Shaul Goldstein, CEO of Israel’s national electrical grid management company, had to apologize last week for what he called “irresponsible” comments in which he suggested that few people in Israel understood how vulnerable the country is to Hezbollah’s missiles
“Hezbollah could easily cripple Israel’s power grid,” he told a conference at the Institute for National Security Studies conference in Sderot.
“After five hours [without electricity] I have no phone to call. After 12 hours, you will arrive at the gas station, but there is no gasoline, and not a single gas station operates. At each station there is a queue of at least 30 kilometres, if not more.
“Check all our infrastructure, fibre optics and ports … We are in a bad situation. We are not ready for a real war. We live in an imaginary world, in my view … If the war is postponed for a year, five, or ten, our situation is better.”

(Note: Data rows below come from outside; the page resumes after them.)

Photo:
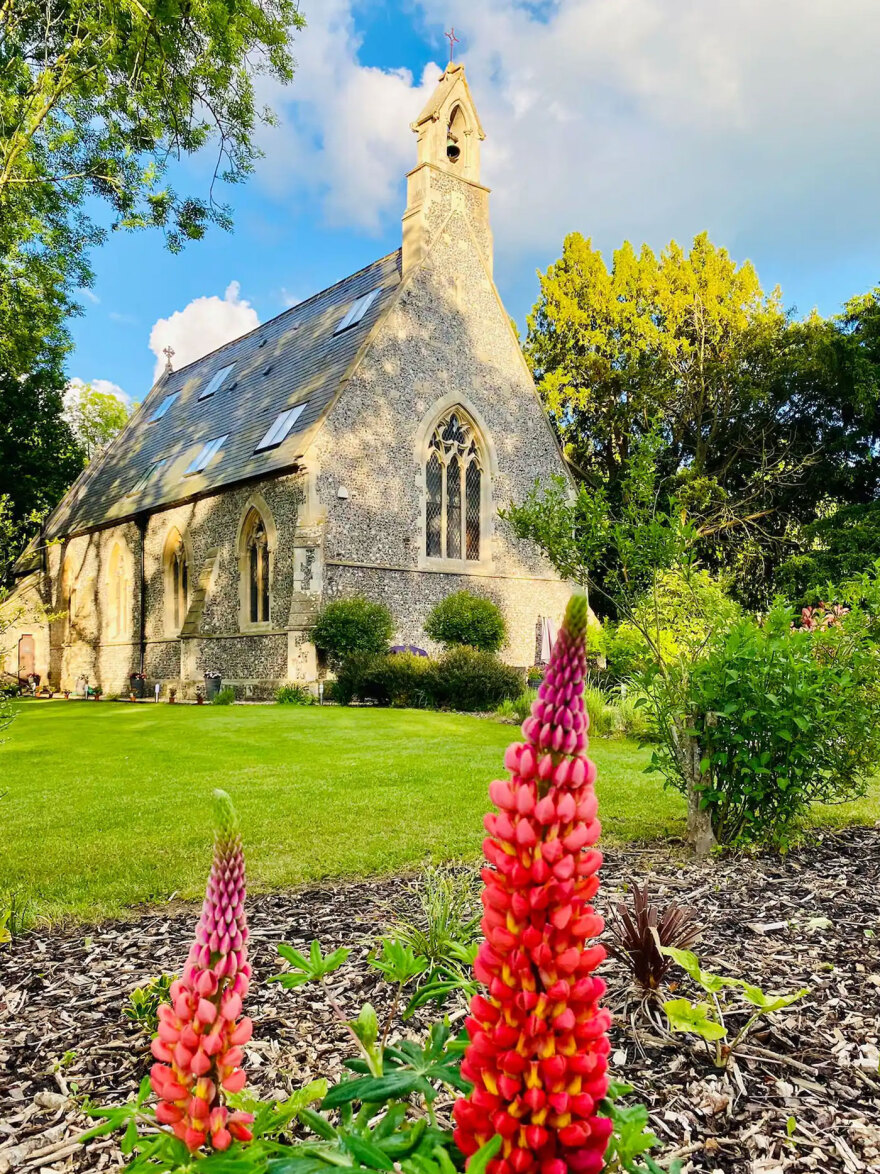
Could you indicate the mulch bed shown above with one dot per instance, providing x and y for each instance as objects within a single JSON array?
[{"x": 62, "y": 1033}]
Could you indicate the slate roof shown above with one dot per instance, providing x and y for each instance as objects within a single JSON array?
[{"x": 295, "y": 358}]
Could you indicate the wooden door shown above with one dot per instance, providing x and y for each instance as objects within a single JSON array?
[{"x": 27, "y": 661}]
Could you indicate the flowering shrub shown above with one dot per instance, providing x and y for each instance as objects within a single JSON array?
[
  {"x": 356, "y": 625},
  {"x": 537, "y": 1052},
  {"x": 536, "y": 1095}
]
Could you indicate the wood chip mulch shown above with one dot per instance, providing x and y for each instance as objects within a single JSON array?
[{"x": 805, "y": 1095}]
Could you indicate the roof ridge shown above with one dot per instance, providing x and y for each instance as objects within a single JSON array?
[{"x": 285, "y": 312}]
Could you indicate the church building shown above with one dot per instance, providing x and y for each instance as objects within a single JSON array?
[{"x": 361, "y": 443}]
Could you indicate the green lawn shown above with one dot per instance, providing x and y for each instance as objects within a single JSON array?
[{"x": 108, "y": 804}]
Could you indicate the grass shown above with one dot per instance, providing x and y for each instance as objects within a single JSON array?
[{"x": 107, "y": 805}]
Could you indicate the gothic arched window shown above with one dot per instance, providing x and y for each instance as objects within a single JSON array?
[
  {"x": 117, "y": 594},
  {"x": 454, "y": 490},
  {"x": 176, "y": 582},
  {"x": 256, "y": 593}
]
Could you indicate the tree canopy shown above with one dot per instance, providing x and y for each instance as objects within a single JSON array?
[
  {"x": 758, "y": 419},
  {"x": 100, "y": 102},
  {"x": 95, "y": 417}
]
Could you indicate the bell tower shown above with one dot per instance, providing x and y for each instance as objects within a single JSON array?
[{"x": 446, "y": 176}]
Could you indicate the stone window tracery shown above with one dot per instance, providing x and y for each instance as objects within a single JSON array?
[
  {"x": 176, "y": 582},
  {"x": 256, "y": 569},
  {"x": 454, "y": 490},
  {"x": 117, "y": 594}
]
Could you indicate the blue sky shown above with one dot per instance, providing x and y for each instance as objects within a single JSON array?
[{"x": 622, "y": 119}]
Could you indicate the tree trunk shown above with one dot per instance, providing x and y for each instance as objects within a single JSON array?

Although Goldstein walked those remarks back in response to politicians’ outrage, the assessment of the Ministry of Defense’s own National Emergency Management Authority was not much more optimistic.
Drones and missiles create an air of menace
Hezbollah propaganda has sought to play on those vulnerabilities, posting video that it claimed was taken by a drone that penetrated some of Israel’s most sensitive sites, such as its naval base at Haifa, and returned to Lebanon with the images.
“Hezbollah has close to 100,000 rockets and missiles,” said Pinkas, “of which we believe 20 to 25,000 are precise missiles, meaning they could hit not just any random neighborhood, which is bad itself in and of itself, but infrastructure, power grids, oil refineries, Air Force bases and even the international airport right outside of Tel Aviv.”
Pinkas stressed that Hezbollah’s missiles bear little resemblance to the unguided and homemade Qassam rockets used by Hamas, which are propelled by fertilizer and sugar and have a range of less than 20 kilometers
Prior to October 7, 2023, Hamas was thought to possess some smuggled Grad 122mm rockets and perhaps dozens of homemade R-160 rockets, which can theoretically travel over 150 kilometres but have no guidance systems.
Hezbollah’s arsenal includes arms from Iran, Syria and China, and could include ballistic missiles as large as a Scud-B.
“The idea that technology or military, defensive military systems like the Iron Dome could conceivably shoot down with a 80 to 90 per cent success rate incoming missiles from Lebanon, the same way that was done with Hamas from Gaza, that’s fantasy,” said Pinkas.
“We’re talking thousands, if not tens of thousands, of missiles and rockets, some of which are precise and some of which are long-range. And Israel just doesn’t have that capability.”
Re-occupation risks a quagmire
The U.S. has also warned Israel that Hezbollah could be bolstered in the event of war by an influx of Shi’ite militiamen from outside of Lebanon.
The emergence of Iraq as a Shi’ite power means that Lebanon now borders a vast area of Shi’ite-dominated territory stretching nearly 2,000 kilometres east through Syria, Iraq and Iran.
The U.S. believes fighters could filter into Lebanon in the event of a ground war with Israel, bringing more Iranian and Syrian weapons with them.
Some in the Israeli government have talked about re-occupying southern Lebanon to recreate the buffer zone that lasted from the first Israeli invasion of Lebanon in 1982 until the Israeli withdrawal in May 2000.
But Pinkas said Israelis have bitter memories of that first occupation, which led to the creation of Hezbollah as a force dedicated to driving the Israelis out.
“If Israel does in fact go back and reoccupy the so-called security zone — if that’s the idea — then Israel must be prepared for another South Lebanon, which is another Afghanistan, which is another Vietnam, and which, on top of that, does not solve the missile issue.”